March 2002


By Michael J. Katin, MD

"What's in a name?" Romeo and Juliet, act ii, scene 2

It remains unclear as to whether recent concern about diminishing reimbursement for cancer treatment will lead to a new era of cooperation between the specialties of radiation oncology and medical oncology to try to settle their differences and work together for the good of the patient, or to turn on each other like rats in a cage. Ironically, having the patient undergo radiation therapy may seem more appealing when you're a medical oncologist working in a capitated system, and vice versa. If we take the optimistic approach that the outcome may wind up being a new sense of siblinghood, it might be good to start eliminating causes of antagonism.

Several of these come to mind instantly but one may be on the verge of resolving itself. This would be the jealousy the traditional radiation oncologist would have of medical oncologists for having cornered the market on nifty treatment names and abbreviations.

The previous generations of radiation oncologists (then known as radiation therapists) had in their armamentarium orthovoltage, cobalt therapy, radium needles, and then linear accelerators. "Orthovoltage" was a term probably nonrecognizable to the average person, who would probably think it had something to do with buying Christmas tree lights. "Cobalt" and "radium" had the connotation of unleashing force able to burn through steel and flesh, hardly consumer-friendly. Even during the early days of medical oncology, however, it was recognized that you had to have treatments with name recognition by patients and physicians, and ideally give you an idea about what they were supposed to accomplish.

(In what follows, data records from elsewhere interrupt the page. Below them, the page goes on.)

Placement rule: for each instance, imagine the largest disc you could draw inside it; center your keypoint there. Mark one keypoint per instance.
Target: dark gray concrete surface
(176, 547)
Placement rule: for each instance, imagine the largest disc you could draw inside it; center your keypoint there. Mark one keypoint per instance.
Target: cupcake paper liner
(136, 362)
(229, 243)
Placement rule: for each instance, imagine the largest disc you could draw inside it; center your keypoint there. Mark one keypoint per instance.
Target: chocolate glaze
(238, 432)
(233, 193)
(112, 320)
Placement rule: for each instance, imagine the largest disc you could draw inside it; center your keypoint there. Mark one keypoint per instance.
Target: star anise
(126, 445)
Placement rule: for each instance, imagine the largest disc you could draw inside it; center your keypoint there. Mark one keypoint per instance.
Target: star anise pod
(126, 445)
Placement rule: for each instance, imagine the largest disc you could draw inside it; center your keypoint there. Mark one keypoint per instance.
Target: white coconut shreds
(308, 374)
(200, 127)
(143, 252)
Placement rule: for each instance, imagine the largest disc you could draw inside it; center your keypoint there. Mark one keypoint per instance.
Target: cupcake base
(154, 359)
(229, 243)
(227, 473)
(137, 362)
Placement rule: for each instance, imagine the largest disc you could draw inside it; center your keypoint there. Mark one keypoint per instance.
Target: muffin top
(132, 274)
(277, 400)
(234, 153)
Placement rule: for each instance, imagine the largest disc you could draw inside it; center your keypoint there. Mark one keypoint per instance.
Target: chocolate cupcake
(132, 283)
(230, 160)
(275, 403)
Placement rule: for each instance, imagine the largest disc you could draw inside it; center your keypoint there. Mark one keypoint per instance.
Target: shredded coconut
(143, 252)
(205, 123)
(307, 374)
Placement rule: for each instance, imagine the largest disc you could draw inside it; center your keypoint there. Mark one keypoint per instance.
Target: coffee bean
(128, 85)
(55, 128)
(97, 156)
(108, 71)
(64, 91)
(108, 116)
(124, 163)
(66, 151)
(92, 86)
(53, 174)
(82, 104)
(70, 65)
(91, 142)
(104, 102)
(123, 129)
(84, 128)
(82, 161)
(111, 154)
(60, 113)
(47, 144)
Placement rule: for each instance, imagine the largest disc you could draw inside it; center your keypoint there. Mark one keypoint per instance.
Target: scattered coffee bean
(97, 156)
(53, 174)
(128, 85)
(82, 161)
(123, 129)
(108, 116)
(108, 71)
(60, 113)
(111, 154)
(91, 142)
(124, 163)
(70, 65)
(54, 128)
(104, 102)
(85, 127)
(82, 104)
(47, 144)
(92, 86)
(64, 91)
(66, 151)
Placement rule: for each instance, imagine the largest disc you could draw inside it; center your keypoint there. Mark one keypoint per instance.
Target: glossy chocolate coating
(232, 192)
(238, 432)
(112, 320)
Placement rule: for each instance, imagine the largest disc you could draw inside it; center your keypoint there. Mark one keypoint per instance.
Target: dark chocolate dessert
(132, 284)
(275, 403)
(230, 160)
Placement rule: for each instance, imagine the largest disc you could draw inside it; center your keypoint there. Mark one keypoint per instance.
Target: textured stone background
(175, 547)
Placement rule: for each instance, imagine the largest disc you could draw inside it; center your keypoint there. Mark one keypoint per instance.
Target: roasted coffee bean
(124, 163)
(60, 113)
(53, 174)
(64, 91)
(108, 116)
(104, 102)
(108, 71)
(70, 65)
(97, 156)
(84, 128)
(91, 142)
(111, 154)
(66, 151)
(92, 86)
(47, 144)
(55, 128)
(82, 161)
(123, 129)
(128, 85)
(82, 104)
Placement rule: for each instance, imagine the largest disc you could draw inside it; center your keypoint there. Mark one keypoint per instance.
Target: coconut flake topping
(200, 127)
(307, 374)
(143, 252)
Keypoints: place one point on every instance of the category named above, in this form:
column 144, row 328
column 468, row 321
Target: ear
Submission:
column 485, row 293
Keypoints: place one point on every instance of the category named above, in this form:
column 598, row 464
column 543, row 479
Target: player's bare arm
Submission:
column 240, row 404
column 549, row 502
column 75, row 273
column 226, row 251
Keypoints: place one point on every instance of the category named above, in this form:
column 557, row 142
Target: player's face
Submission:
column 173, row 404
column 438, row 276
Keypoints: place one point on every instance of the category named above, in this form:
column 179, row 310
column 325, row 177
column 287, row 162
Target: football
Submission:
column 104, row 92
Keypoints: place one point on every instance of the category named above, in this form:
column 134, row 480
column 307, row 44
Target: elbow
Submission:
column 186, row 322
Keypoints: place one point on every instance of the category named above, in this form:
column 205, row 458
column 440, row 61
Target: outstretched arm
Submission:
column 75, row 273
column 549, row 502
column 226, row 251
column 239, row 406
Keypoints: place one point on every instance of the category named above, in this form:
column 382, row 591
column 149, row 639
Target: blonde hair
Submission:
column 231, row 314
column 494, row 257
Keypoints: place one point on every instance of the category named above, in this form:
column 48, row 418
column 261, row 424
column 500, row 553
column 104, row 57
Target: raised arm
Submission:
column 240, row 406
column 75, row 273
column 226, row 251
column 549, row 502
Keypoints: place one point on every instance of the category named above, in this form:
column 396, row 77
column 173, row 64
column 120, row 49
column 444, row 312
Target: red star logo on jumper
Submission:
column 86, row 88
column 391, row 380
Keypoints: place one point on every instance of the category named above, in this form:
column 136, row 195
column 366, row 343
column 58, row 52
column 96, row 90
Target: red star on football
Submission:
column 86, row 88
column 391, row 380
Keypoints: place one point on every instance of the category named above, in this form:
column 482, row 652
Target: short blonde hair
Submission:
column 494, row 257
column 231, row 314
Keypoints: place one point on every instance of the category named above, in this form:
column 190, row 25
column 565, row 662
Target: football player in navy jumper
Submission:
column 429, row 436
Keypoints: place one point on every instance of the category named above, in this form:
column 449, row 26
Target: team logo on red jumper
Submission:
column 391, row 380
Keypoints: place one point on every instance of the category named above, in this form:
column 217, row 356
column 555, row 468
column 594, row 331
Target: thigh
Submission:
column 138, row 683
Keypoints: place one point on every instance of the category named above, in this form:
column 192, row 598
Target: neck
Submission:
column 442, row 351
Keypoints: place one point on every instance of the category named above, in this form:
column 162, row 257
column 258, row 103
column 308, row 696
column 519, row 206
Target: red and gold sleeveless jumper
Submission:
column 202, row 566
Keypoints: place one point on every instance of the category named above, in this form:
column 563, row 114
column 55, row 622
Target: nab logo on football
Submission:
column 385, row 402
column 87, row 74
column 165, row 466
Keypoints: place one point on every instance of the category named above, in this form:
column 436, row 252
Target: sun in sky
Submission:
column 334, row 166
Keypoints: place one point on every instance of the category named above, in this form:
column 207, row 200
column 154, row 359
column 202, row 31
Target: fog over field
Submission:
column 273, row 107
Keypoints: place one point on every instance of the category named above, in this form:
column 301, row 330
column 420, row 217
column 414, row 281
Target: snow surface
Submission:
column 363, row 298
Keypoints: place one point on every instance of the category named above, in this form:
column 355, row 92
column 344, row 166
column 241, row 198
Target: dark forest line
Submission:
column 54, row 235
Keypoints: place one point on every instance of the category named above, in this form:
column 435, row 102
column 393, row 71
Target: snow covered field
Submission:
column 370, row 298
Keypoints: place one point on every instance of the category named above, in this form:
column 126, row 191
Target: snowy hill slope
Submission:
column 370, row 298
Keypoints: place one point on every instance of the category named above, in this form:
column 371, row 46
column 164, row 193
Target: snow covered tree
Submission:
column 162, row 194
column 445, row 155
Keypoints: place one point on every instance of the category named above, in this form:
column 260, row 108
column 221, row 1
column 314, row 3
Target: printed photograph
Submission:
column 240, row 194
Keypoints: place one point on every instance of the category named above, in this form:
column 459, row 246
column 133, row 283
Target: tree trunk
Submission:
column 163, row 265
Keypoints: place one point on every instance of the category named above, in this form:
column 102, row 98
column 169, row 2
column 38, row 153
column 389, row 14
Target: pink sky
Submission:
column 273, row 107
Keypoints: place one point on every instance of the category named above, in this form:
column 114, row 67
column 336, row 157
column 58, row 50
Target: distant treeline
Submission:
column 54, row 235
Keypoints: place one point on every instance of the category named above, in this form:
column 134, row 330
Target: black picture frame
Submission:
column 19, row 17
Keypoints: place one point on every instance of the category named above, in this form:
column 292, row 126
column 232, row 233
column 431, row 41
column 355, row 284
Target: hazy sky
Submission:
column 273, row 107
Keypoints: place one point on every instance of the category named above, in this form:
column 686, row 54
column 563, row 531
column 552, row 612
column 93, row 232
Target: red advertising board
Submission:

The simplest examples may be MOPP, what you wanted to do to Hodgkin's disease, and CHOP, what you wanted to do with non-Hodgkin's lymphomas. This sometimes took some ingenuity, such as using "oncovin" instead of "vincristine" in order to create a vowel. Of course, there would be no validity to the idea that many combinations were devised to come up with names that sounded good rather than due to rigorous scientific analysis of drug synergism. Thus evolved the cousins CYVADIC and CYVADAC, and our all-time favorites, when you really want to show you want to kill lymphoma, ProMACE-CytaBOM and COP BLAM.

This approach also involved giving memorable names to single agents and even adjunct medications. Sodium 2-mercaptoethane sulfonate could have been called "sodium 2-mercaptoethane sulfonate," but "Mesna" was easier to remember (unless you were a dyslexic trying to join an organization for geniuses). Sometimes the naming backfired. "Carmustine" was not as slick as "BCNU" but at least didn't give the connotation of saying good-bye. But no one has ever matched the simplicity of "Flomax."

In the meantime, the best that radiation oncology was able to come up with was "linear accelerator" or "linac" if you wanted to go wild. The question was, what exactly did it do that had to do with therapy? Or was it a way to speed up lines at the supermarket?

And then we really went wild with "3-dimensional conformal therapy." The patients didn't exactly line up around the block for that one. It was then that the veil was lifted from our senses and it was obvious that we had to compete for the attention of the public. And suddenly patients were actually asking their primary physicians for things we, not the medical oncologists, could deliver. Was it due to the increasing awareness of prostate brachytherapy, in which you could get Theraseeds, Oncoseeds, IoGold seeds, Brachyseeds, and Echoseeds? Or did it have to do with the radiosurgery choices of the X-Knife, Gamma Knife, or Cyber Knife, which seem odd since the whole purpose was to avoid using a knife. And now patients come in expecting to have a BAT used during prostate treatment, with the name recognition getting to the point that many people in our specialty can't reverse gear to tell you what the letters stand for (bilateral assisted tomography?) And you still have to be careful that the name sounds positive. With great apologies to the developers, I would guess that most people would think "SCIM" radiation therapy sounds like something superficial rather than definitive.

Even our organizations have recognized this. "ASTR" was not obviously pronouncable but "ASTRO" is a stroke of genius. And I think there's no question that the American Endocurietherapy Society made tremendous progress when it switched from "AES," which sounds like a Southerner describing a part of the body, to become the Anerican Brachytherapy Society, aka the legendary "ABS." ACRO had a good name to start with and it even lends itself to interesting derivatives (e.g. ACROphobia, ACROmegaly, etc.).

Now that patients are coming to the office asking for IMRT (how can you not want to be treated with a SmartBeam), wanting to have Peacocks to go with their BATS, and demanding to get planned on an ACQSIM, it can be concluded that we have definitely closed, if not demolished, the name gap.

Or, as Tony Soprano might say, "CytaBOM....CytaBING."